High performance auto-correlation of fMRI data
- Intial version supports .1D | .1D.gz format as exported from afni's SUMA program.
- Uses multi-threaded BLAS to do the correlation
- Allows one to provide an upper RAM limit
From the help:
usage: pnicorr file.1D[.gz] [options]
-norm|-nonorm: normalize rows (or don't). default is to normalize.
-mem=MB: memory (MB)
Smaller means more file activity; computing is done
in stages. Default is the same as -mem=4000 (4G)
-iotype=1D|1Dgz|mat: 1D: same as input (SUMA ascii) [default for input]
1Dgz: same as input, gzipped
mat: matlab .mat file [default for output]

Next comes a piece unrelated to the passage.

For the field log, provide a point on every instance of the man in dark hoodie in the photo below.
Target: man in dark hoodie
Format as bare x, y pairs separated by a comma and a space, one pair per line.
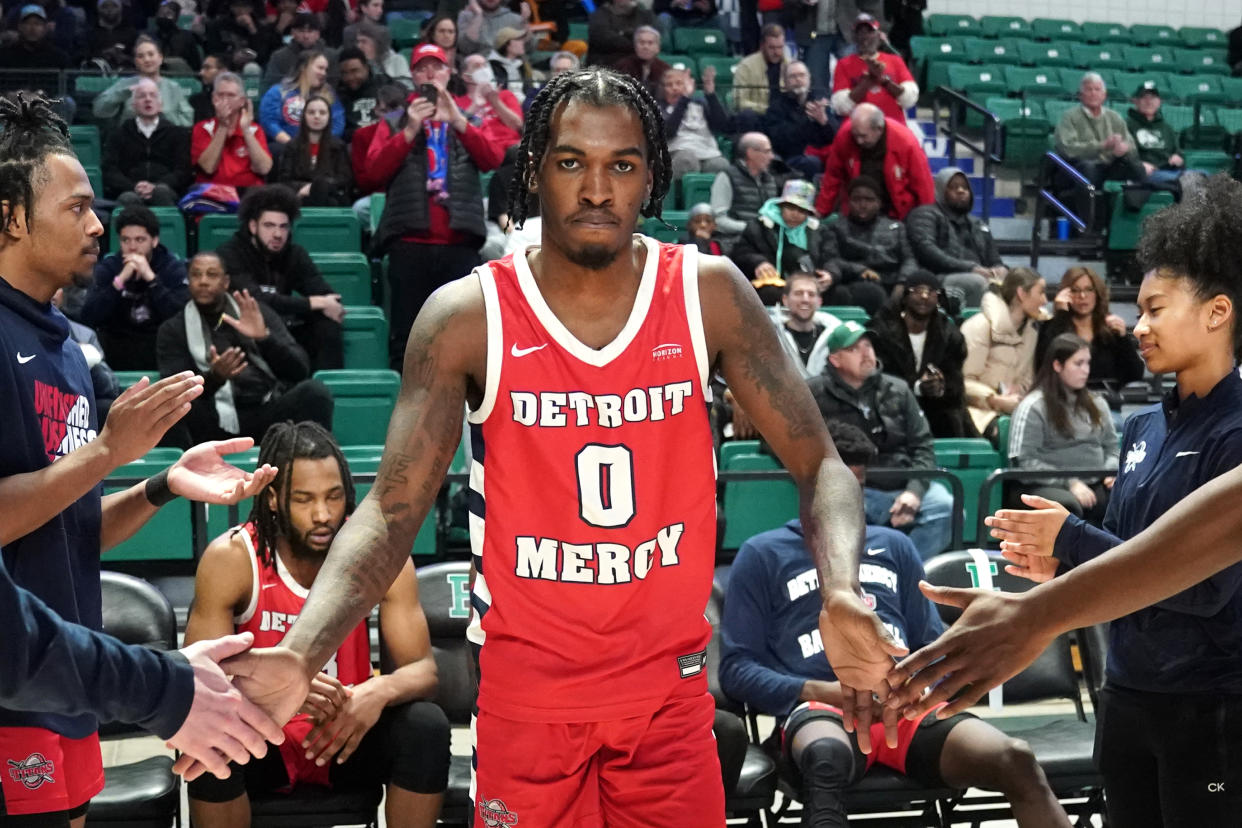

Really the input can be any matrix of values, where each row is a time-series to be correlated with all other rows. The format is:
[# comments]
[int int int ] fl.oat fl.oat ...
([] means optional.)
Note that only the metadata columns must be ints and must have no decimal. Data must have a decimal, even if it is just .0
. This is the quick and dirty way the file is parsed. This is the format saved by the 3dVol2Surf
program from afni. Other input formats will be supported asap.
Each row is a timeseries with its values separated by whitespace. The rows can be any timeseries data. No spatial information is used (nor available.)